Coinbase Litigation (July 2017 Update)
Coinbase is an online platform that deals in virtual currency. It exchanges currency on behalf of its users and provides digital wallets for bitcoin. On November 17, 2016, the United States filed a petition to serve a John Doe summons on Coinbase, Inc. The original summons sought information regarding anyone who, at any time, conducted transactions in a virtual currency between 2013 and 2015. Coinbase has a financial interest as a company to ensure that the IRS investigation does not negatively impact its financial profits or its valuation. Its user base, on the other hand, has a very personal interest in maintaining their privacy in the financial documents that the IRS is seeking to obtain with the John Doe summons.
After the Court heard oral argument in U.S. v. Coinbase, Inc., the IRS narrowed its subpoena. In particular, the IRS now only seeks information for users with at least the equivalent of $20,000 in virtual currency transactions for any taxable year during the 2013-2015 period. Further, the IRS does not seek records for users for which Coinbase reported payments made to merchants during this period or for users whose identity is otherwise known to the IRS. As a result, the John Doe summons will no longer target most of the users operating in compliance with virtual currency reporting requirements.
What if I hold my Bitcoin overseas?
It is unclear whether holding bitcoin in a foreign exchange (as opposed to a U.S. exchange like Coinbase) is a foreign financial account that requires the taxpayer to file a Report of Foreign Bank and Financial Accounts (FBAR). To date, the IRS has not published guidance on the treatment of virtual currency in accounts overseas, so practitioners are prone to err on the side of caution by over-reporting. This demonstrates the continuing need for the IRS to publish additional guidance to clearly define the rules under which taxpayers may face penalties for noncompliance.
In fact, in May of 2017, the Senate Committee on Finance and the House Committee on Ways and Means asked whether the IRS will consider a de minimis exemption or other action to remove practical obstacles to the use of virtual currencies. For example, some tax practitioners propose that Congress codify a de minimis exception for gain and loss, or even limit the recognition of gain or loss to when investors “off-ramp,” meaning when they convert their virtual currency back into U.S. dollars.
This is because the current tax treatment, where every purchase or use is treated as a disposition of property, is considered by some to be too burdensome for the day-to-day transactions for which most virtual currencies were intended. Instead, taxpayers are being incentivized by the current tax treatment to hold onto their virtual currency like a capital asset in order to receive the more preferential tax treatment available for capital gains.

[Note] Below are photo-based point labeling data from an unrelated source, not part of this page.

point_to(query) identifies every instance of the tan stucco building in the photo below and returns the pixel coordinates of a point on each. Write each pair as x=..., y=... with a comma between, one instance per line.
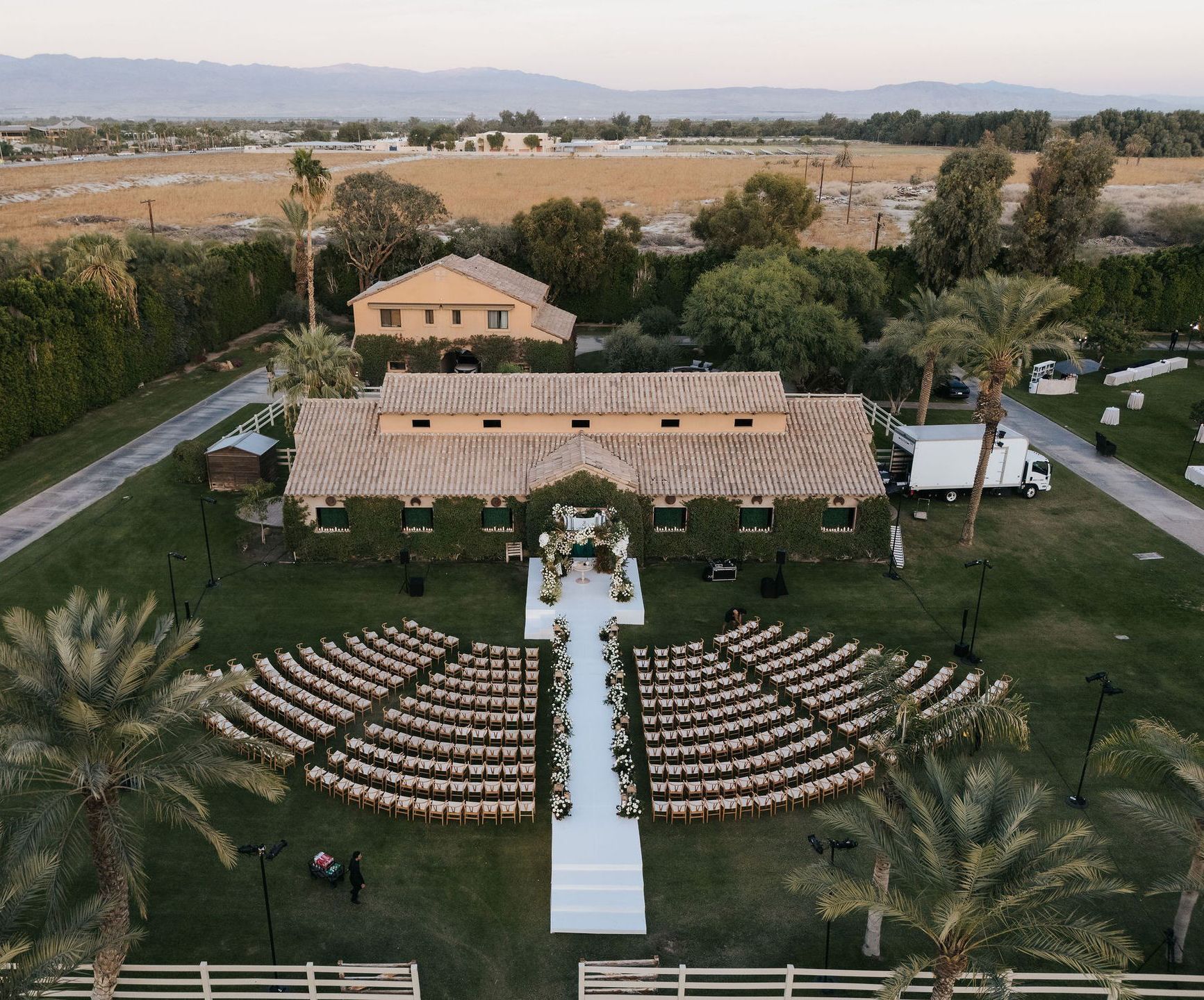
x=456, y=300
x=666, y=438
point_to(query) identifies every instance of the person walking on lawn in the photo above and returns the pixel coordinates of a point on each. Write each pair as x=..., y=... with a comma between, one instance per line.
x=356, y=876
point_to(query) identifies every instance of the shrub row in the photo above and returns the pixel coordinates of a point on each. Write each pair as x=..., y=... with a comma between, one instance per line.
x=424, y=356
x=712, y=527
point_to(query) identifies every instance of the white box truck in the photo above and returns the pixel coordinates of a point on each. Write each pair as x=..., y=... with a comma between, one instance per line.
x=939, y=460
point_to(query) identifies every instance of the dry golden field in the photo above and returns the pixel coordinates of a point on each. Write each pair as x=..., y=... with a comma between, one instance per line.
x=40, y=202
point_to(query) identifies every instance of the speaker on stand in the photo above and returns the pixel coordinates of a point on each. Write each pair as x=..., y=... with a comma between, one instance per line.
x=780, y=583
x=404, y=558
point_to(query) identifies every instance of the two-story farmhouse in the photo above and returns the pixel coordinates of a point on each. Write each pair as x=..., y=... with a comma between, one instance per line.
x=460, y=315
x=721, y=464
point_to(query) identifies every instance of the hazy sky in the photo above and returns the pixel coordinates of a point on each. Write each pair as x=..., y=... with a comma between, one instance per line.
x=1090, y=46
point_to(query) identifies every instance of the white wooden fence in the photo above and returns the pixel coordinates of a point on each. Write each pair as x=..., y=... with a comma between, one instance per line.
x=252, y=982
x=267, y=415
x=599, y=981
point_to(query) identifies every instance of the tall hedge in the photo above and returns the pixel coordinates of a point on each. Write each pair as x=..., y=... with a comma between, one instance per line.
x=64, y=349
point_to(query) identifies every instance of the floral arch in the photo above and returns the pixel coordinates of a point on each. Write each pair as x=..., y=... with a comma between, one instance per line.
x=570, y=530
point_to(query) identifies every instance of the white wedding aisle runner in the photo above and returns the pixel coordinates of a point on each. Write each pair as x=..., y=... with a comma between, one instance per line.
x=597, y=870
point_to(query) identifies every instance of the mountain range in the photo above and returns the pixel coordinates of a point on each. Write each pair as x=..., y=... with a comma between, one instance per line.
x=140, y=88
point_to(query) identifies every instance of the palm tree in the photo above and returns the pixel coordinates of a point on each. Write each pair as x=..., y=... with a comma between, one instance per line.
x=1157, y=755
x=297, y=223
x=39, y=945
x=1002, y=320
x=313, y=364
x=979, y=880
x=311, y=184
x=913, y=333
x=98, y=726
x=914, y=733
x=99, y=259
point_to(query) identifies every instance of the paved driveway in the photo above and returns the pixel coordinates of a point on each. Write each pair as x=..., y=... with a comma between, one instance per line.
x=38, y=515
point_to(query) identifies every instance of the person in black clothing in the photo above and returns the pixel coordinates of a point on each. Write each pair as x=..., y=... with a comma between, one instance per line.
x=356, y=876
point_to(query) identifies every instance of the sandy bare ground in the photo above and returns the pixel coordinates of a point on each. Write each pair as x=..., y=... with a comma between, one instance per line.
x=221, y=195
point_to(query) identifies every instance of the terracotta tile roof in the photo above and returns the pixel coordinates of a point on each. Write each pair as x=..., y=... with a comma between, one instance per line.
x=582, y=453
x=588, y=394
x=826, y=450
x=497, y=276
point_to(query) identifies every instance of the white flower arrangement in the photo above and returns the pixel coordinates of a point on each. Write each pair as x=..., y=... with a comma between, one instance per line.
x=561, y=744
x=620, y=743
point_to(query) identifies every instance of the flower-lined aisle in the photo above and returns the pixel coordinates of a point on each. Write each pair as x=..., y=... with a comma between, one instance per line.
x=563, y=726
x=620, y=743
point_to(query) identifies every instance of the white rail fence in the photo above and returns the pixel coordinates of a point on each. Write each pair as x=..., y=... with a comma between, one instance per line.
x=252, y=982
x=880, y=417
x=600, y=981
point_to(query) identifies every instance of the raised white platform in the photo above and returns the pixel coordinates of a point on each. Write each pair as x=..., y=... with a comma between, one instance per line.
x=597, y=868
x=540, y=617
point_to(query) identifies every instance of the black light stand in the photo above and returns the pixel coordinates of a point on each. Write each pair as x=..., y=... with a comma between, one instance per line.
x=171, y=576
x=205, y=524
x=832, y=847
x=893, y=572
x=1077, y=801
x=971, y=656
x=266, y=853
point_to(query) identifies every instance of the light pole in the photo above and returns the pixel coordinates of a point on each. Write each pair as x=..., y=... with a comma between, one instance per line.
x=171, y=576
x=266, y=853
x=971, y=656
x=893, y=572
x=832, y=847
x=205, y=524
x=1077, y=801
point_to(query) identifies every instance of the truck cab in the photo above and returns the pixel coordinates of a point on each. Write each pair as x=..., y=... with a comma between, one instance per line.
x=1037, y=474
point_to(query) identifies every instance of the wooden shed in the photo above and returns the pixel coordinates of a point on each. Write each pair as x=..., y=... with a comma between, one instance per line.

Remaining Issues under U.S. Tax Law
Taxpayers require additional guidance regarding several types of virtual currency transactions, including the determination of fair market value during periods of high volatility, the treatment of the costs of mining and acquiring virtual currency, and other property transaction rules as they apply to virtual currencies. Clear guidance in this area will improve taxpayer compliance, protect taxpayer privacy, lower transaction costs, and boost economic efficiency. As a result, this is one of the areas of tax law where practitioners agree that clients would benefit greatly from further statutory and regulatory clarification.